After intensive study, the automaker and union-funded think tank, the Center For Automotive Research (CAR), came to the conclusion that closing down automotive manufacturing sites is not as catastrophic as originally thought. Nearly half of the 267 U.S. automotive manufacturing plants that had been shuttered since 1979 have come back to life.
With generous support from the U.S. Department of Labor, Office of Recovery for Auto Communities and Workers, CAR catalogued 447 sites in 28 states that had operational since 1979. Of those, 60 percent were closed.

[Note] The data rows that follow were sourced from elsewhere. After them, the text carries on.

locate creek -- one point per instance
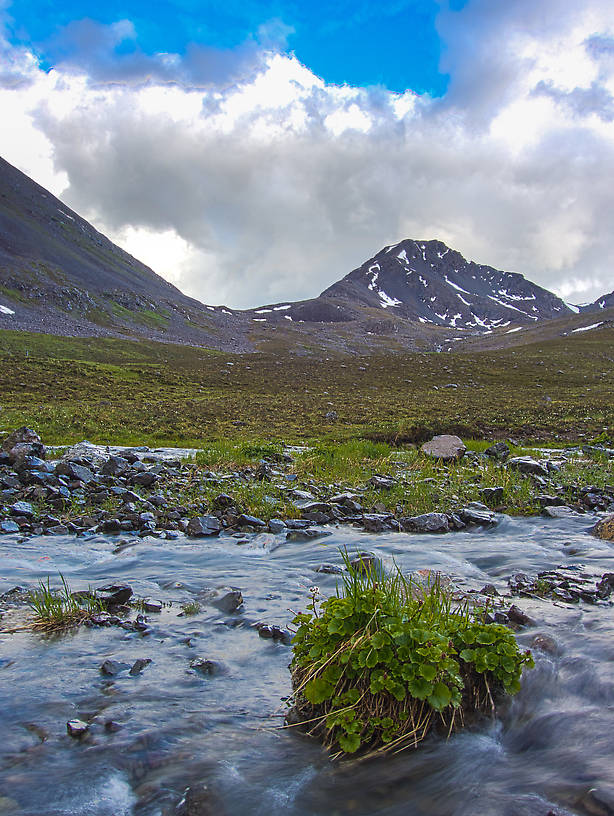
(549, 751)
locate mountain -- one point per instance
(604, 302)
(59, 275)
(429, 283)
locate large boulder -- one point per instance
(21, 444)
(604, 528)
(445, 447)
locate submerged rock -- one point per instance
(201, 526)
(604, 528)
(426, 523)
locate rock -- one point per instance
(366, 562)
(605, 586)
(114, 466)
(471, 515)
(376, 522)
(306, 535)
(145, 479)
(149, 605)
(445, 447)
(86, 450)
(77, 728)
(518, 617)
(426, 523)
(206, 667)
(381, 482)
(74, 471)
(245, 520)
(22, 443)
(114, 594)
(546, 644)
(199, 801)
(494, 495)
(273, 632)
(229, 601)
(330, 569)
(560, 511)
(525, 464)
(498, 451)
(139, 664)
(223, 501)
(201, 526)
(113, 667)
(604, 528)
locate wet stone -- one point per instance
(306, 535)
(228, 601)
(112, 667)
(206, 667)
(138, 665)
(77, 728)
(150, 605)
(273, 632)
(426, 523)
(114, 594)
(202, 526)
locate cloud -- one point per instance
(245, 179)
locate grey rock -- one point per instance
(24, 509)
(77, 728)
(246, 520)
(330, 569)
(113, 667)
(426, 523)
(306, 535)
(445, 447)
(74, 471)
(150, 605)
(114, 466)
(525, 464)
(492, 494)
(206, 667)
(480, 517)
(145, 479)
(228, 600)
(139, 664)
(114, 594)
(560, 511)
(201, 526)
(498, 451)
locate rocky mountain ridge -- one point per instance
(59, 275)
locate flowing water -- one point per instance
(550, 751)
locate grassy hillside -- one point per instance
(150, 393)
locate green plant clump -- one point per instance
(386, 661)
(60, 609)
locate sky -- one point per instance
(254, 152)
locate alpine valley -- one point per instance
(59, 275)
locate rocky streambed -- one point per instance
(172, 700)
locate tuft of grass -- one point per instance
(59, 609)
(386, 661)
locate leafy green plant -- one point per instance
(386, 660)
(59, 609)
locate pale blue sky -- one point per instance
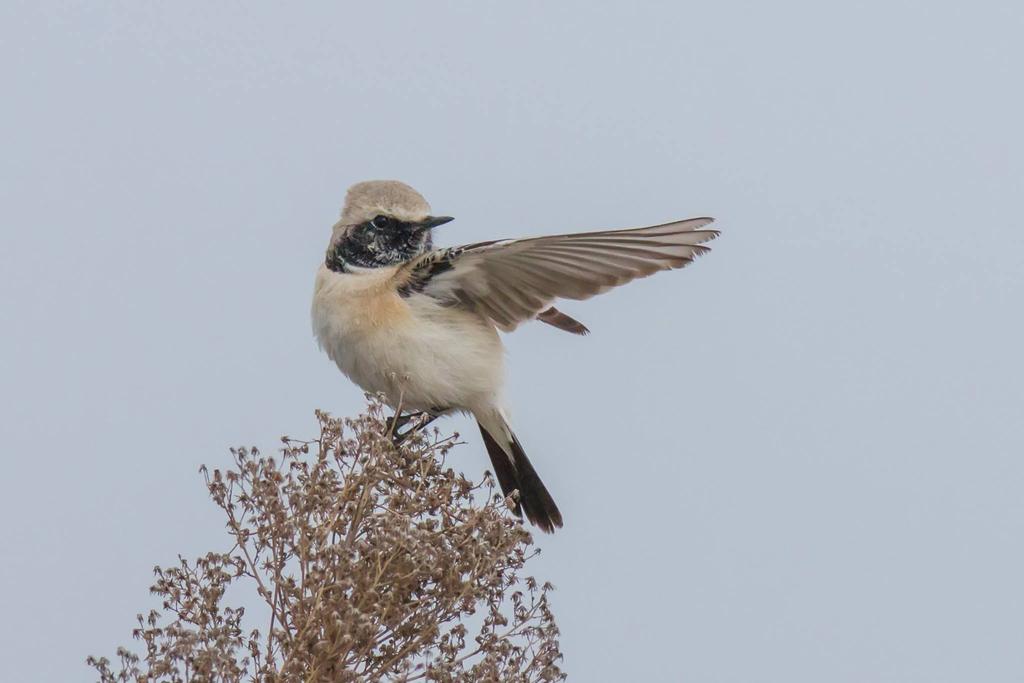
(801, 460)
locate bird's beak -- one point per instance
(434, 221)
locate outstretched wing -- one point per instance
(512, 281)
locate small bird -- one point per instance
(420, 325)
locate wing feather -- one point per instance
(512, 281)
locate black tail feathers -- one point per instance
(516, 473)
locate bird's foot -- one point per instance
(402, 426)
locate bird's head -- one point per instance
(383, 222)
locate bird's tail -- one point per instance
(515, 472)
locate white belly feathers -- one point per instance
(414, 349)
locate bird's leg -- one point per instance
(419, 420)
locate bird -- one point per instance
(421, 325)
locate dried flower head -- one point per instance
(373, 562)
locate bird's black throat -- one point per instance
(367, 246)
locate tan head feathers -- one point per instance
(367, 200)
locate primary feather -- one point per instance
(512, 281)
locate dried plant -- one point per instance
(372, 561)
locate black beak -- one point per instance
(434, 221)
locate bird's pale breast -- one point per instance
(410, 348)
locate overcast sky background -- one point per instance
(800, 460)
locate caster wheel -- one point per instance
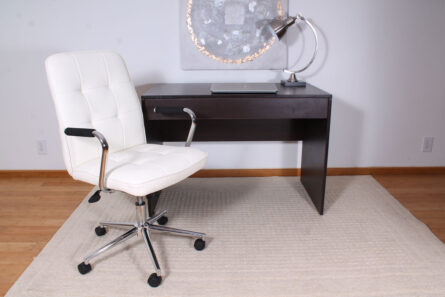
(84, 268)
(95, 197)
(162, 220)
(100, 231)
(199, 244)
(154, 280)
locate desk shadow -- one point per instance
(346, 138)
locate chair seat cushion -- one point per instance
(143, 169)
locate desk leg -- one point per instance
(314, 161)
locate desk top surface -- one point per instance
(203, 90)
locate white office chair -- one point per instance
(95, 98)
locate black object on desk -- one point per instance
(289, 115)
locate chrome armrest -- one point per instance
(178, 111)
(85, 132)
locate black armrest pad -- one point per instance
(170, 110)
(82, 132)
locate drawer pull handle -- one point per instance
(179, 111)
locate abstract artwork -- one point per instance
(231, 34)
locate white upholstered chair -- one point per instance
(95, 98)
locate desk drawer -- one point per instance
(241, 108)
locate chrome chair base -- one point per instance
(141, 228)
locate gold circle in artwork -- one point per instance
(232, 31)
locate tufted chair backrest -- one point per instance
(92, 89)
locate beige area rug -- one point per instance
(265, 239)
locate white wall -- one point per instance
(382, 60)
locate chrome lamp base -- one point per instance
(142, 229)
(287, 83)
(293, 82)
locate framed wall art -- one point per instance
(231, 34)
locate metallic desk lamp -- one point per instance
(279, 28)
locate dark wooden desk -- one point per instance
(291, 114)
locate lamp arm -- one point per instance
(314, 55)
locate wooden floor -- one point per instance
(33, 209)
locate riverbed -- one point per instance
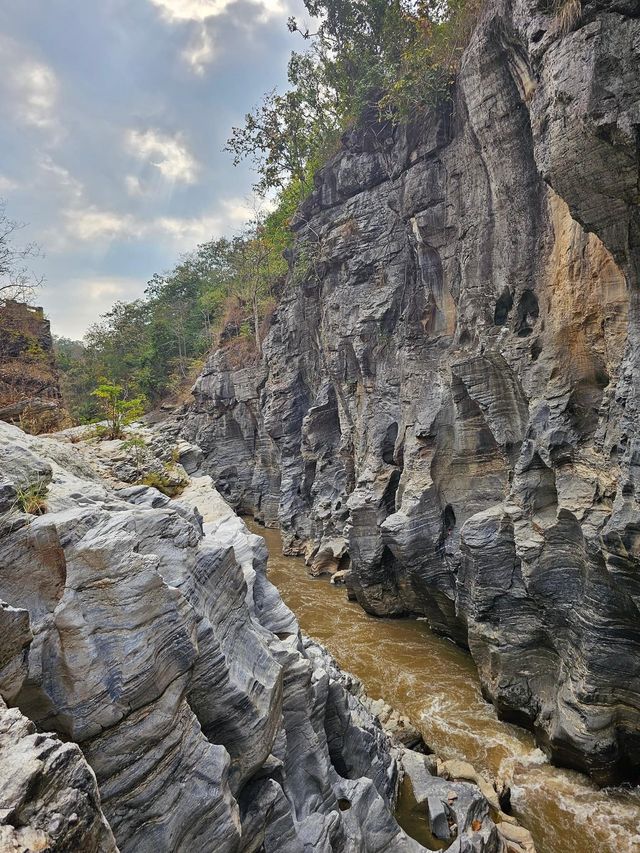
(436, 684)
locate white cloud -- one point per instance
(30, 87)
(92, 225)
(200, 10)
(39, 89)
(168, 154)
(200, 50)
(83, 299)
(7, 184)
(134, 185)
(64, 179)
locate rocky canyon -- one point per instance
(440, 412)
(447, 403)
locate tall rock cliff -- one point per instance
(449, 398)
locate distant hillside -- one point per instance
(29, 381)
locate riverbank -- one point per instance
(436, 684)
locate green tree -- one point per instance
(117, 410)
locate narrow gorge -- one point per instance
(372, 585)
(447, 404)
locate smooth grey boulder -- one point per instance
(145, 630)
(49, 798)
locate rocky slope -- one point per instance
(29, 379)
(448, 400)
(160, 695)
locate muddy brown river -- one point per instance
(436, 684)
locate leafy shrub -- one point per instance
(567, 14)
(31, 498)
(163, 482)
(117, 410)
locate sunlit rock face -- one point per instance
(145, 631)
(449, 396)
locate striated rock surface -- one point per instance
(448, 403)
(144, 633)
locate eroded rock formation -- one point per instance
(145, 634)
(448, 402)
(29, 379)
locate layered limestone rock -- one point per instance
(145, 632)
(448, 402)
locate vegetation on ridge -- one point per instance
(366, 61)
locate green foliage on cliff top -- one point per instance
(395, 58)
(153, 347)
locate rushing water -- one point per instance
(436, 684)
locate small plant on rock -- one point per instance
(567, 14)
(31, 498)
(118, 411)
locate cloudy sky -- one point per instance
(114, 117)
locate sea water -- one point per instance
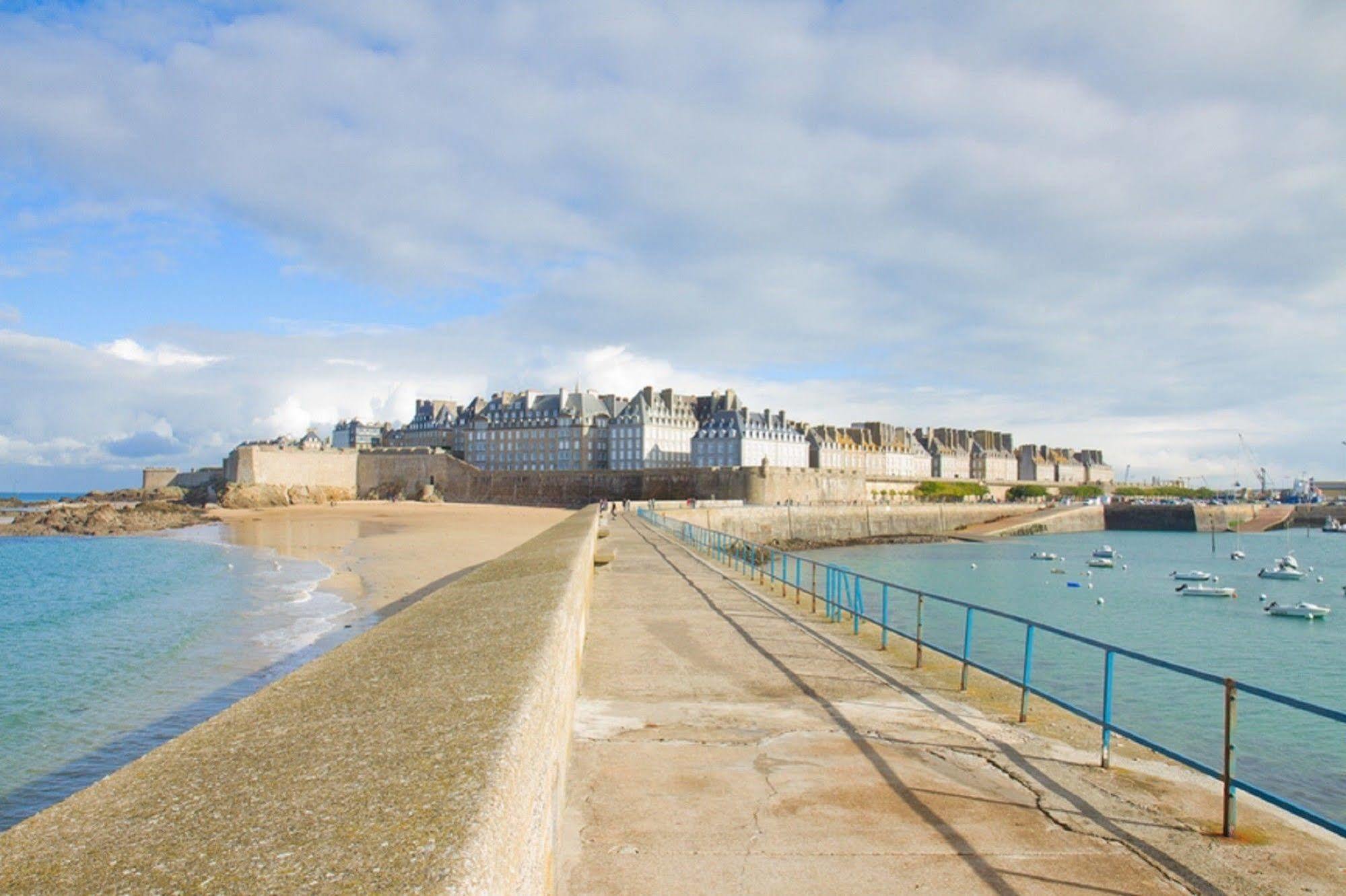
(1291, 753)
(110, 646)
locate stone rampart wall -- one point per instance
(844, 525)
(426, 755)
(408, 470)
(1177, 517)
(290, 467)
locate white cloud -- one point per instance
(1108, 228)
(162, 355)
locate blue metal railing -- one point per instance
(844, 592)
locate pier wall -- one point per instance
(1177, 517)
(424, 755)
(405, 471)
(789, 526)
(291, 467)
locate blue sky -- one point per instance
(1118, 226)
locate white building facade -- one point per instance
(533, 431)
(747, 439)
(653, 431)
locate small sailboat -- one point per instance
(1286, 568)
(1207, 591)
(1193, 575)
(1302, 610)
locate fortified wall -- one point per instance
(407, 471)
(288, 466)
(159, 478)
(817, 526)
(1177, 517)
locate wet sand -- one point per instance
(380, 551)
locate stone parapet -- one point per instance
(426, 755)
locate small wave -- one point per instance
(303, 630)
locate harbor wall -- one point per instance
(292, 467)
(384, 473)
(1064, 520)
(792, 526)
(424, 755)
(1177, 517)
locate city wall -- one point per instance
(292, 467)
(1177, 517)
(159, 478)
(424, 755)
(840, 525)
(407, 471)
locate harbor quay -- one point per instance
(607, 710)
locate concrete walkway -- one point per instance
(726, 746)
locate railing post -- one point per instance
(920, 622)
(856, 607)
(1107, 710)
(883, 626)
(1028, 675)
(967, 649)
(1231, 794)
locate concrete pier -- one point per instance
(729, 742)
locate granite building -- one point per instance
(739, 438)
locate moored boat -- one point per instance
(1302, 610)
(1207, 591)
(1287, 568)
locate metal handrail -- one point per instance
(843, 591)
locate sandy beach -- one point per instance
(380, 552)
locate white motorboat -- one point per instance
(1302, 610)
(1286, 568)
(1207, 591)
(1193, 575)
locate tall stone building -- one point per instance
(535, 431)
(739, 438)
(1096, 471)
(434, 425)
(353, 434)
(654, 429)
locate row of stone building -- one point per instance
(571, 429)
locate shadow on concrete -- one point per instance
(50, 789)
(995, 879)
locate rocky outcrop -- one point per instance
(104, 520)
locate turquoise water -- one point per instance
(109, 646)
(1290, 753)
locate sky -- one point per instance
(1115, 225)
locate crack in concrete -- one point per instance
(1041, 804)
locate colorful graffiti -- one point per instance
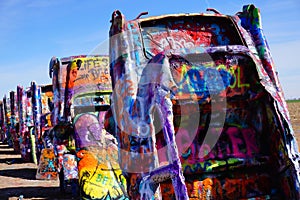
(47, 169)
(171, 71)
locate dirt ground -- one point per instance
(18, 178)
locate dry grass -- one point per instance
(294, 109)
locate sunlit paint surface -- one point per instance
(256, 144)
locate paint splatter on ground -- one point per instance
(294, 109)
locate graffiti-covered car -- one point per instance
(198, 108)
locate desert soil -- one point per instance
(18, 178)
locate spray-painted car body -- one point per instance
(208, 82)
(82, 97)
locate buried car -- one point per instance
(198, 109)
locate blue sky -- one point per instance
(32, 31)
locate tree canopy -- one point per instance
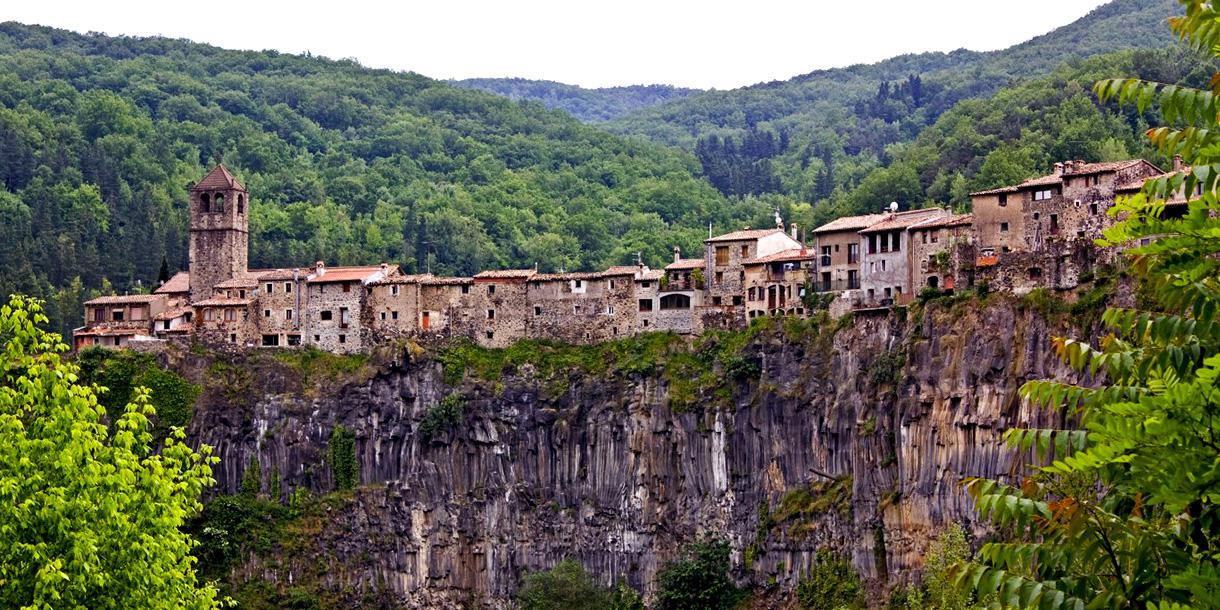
(89, 515)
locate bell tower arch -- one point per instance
(220, 229)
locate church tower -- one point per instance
(218, 232)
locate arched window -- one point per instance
(675, 301)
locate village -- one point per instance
(1037, 233)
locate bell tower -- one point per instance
(218, 231)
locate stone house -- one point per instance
(883, 266)
(334, 303)
(837, 245)
(776, 283)
(931, 248)
(116, 321)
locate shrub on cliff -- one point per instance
(698, 580)
(1124, 510)
(569, 587)
(90, 515)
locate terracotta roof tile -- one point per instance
(737, 236)
(123, 299)
(903, 220)
(218, 179)
(506, 273)
(178, 283)
(796, 254)
(685, 264)
(345, 275)
(850, 223)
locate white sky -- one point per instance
(704, 44)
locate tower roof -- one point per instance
(218, 179)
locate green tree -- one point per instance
(698, 580)
(89, 515)
(1124, 511)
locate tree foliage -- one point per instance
(1124, 511)
(89, 515)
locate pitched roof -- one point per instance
(948, 221)
(903, 220)
(506, 273)
(850, 223)
(221, 301)
(218, 179)
(178, 283)
(796, 254)
(125, 299)
(737, 236)
(332, 275)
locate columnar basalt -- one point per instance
(875, 425)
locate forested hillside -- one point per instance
(824, 131)
(588, 105)
(100, 138)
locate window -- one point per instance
(675, 301)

Automotive News [sub] read beyond the press release and unearthed that 65 percent of the closed sites belonged to General Motors, 16 percent to Ford, 16 percent to Chrysler and 3 percent to other automakers. Said Jay Williams, Director of the Office of Recovery for Auto Communities and Workers:
“While each community with a closed automotive facility faces unique challenges, this report helps shine a light on how community engagement, a focus on flexibility, and the involvement of the private sector, non-profit groups, and all levels of government can help them recover. The findings will assist our office as we continue to help leaders navigate the local, state, and federal resources available to revitalize former auto communities.”
Most of the new sites received a new job for industrial purposes, others were converted into warehouses, commercial facilities, educational institutions or even for recreational purposes.